- Aidonochori Location within Greece
- Coordinates: 39°05′42″N 21°58′23″E﻿ / ﻿39.095°N 21.973°E
- Country: Greece
- Administrative region: Thessaly
- Regional unit: Karditsa
- Municipality: Sofades
- Municipal unit: Menelaida

Population (2021)
- • Community: 147
- Time zone: UTC+2 (EET)
- • Summer (DST): UTC+3 (EEST)

= Aidonochori, Karditsa =

Aidonochori (Greek: Αηδονοχώρι) is a village located in the southern Agrafa region, Greece. It is part of the Karditsa regional unit. According to the latest reform, under the "Kallikrates" program, Aidonochori belongs to the municipality of Sofades and it owns under its jurisdiction an area of 26000 hectares.

It lies 3 km north of Rentina, 4 km southeast of Vathylakkos, 9 km northeast of Fourna and 31 km south of the town of Karditsa.

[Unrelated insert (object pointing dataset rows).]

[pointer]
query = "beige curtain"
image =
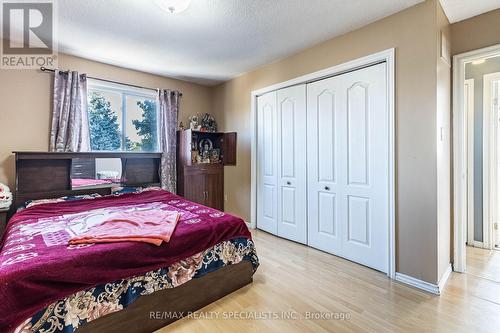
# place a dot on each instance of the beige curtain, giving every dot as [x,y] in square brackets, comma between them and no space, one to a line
[70,124]
[168,109]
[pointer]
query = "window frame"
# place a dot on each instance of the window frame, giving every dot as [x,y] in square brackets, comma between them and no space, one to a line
[127,91]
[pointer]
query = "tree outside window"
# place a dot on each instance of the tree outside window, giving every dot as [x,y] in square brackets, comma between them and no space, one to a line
[121,119]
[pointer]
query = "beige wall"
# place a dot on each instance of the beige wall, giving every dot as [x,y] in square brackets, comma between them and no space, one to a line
[443,134]
[25,103]
[475,33]
[413,33]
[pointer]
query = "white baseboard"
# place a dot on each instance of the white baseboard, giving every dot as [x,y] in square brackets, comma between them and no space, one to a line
[432,288]
[249,225]
[444,278]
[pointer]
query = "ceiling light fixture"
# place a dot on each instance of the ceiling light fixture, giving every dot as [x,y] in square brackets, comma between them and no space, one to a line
[173,6]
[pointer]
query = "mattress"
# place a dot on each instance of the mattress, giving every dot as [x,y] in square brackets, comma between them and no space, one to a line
[49,286]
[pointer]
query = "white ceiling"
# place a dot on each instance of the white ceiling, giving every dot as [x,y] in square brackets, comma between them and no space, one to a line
[458,10]
[213,40]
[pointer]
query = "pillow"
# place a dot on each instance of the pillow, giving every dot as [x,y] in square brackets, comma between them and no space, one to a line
[31,203]
[132,189]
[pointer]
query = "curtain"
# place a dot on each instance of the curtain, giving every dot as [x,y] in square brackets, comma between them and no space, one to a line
[70,125]
[168,109]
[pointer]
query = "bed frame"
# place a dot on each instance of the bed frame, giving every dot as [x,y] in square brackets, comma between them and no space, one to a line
[48,175]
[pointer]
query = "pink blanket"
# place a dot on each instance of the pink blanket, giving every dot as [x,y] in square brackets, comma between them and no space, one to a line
[149,226]
[37,267]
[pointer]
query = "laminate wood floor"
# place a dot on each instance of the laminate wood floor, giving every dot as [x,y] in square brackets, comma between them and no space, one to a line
[294,280]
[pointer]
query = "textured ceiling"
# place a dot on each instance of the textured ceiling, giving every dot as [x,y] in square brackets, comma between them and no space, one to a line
[213,40]
[458,10]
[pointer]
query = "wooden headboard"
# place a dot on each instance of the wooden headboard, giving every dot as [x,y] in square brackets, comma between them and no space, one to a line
[43,175]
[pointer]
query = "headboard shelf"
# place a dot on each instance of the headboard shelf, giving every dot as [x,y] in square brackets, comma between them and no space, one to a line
[45,175]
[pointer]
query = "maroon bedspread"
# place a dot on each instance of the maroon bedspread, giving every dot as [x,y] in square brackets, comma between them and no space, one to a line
[38,268]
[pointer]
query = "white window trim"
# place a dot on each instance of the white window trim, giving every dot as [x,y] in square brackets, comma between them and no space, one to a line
[126,90]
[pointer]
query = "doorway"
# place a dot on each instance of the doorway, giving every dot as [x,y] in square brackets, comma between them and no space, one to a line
[476,144]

Aidonochori is located in an area with lush vegetation, at an altitude of 750 meters. The abundance of natural springs, within and outside the village, and the streams that surround it, make the area rich in water resources. This contributes both to preserve the indigenous flora and fauna, and the overall development of the region.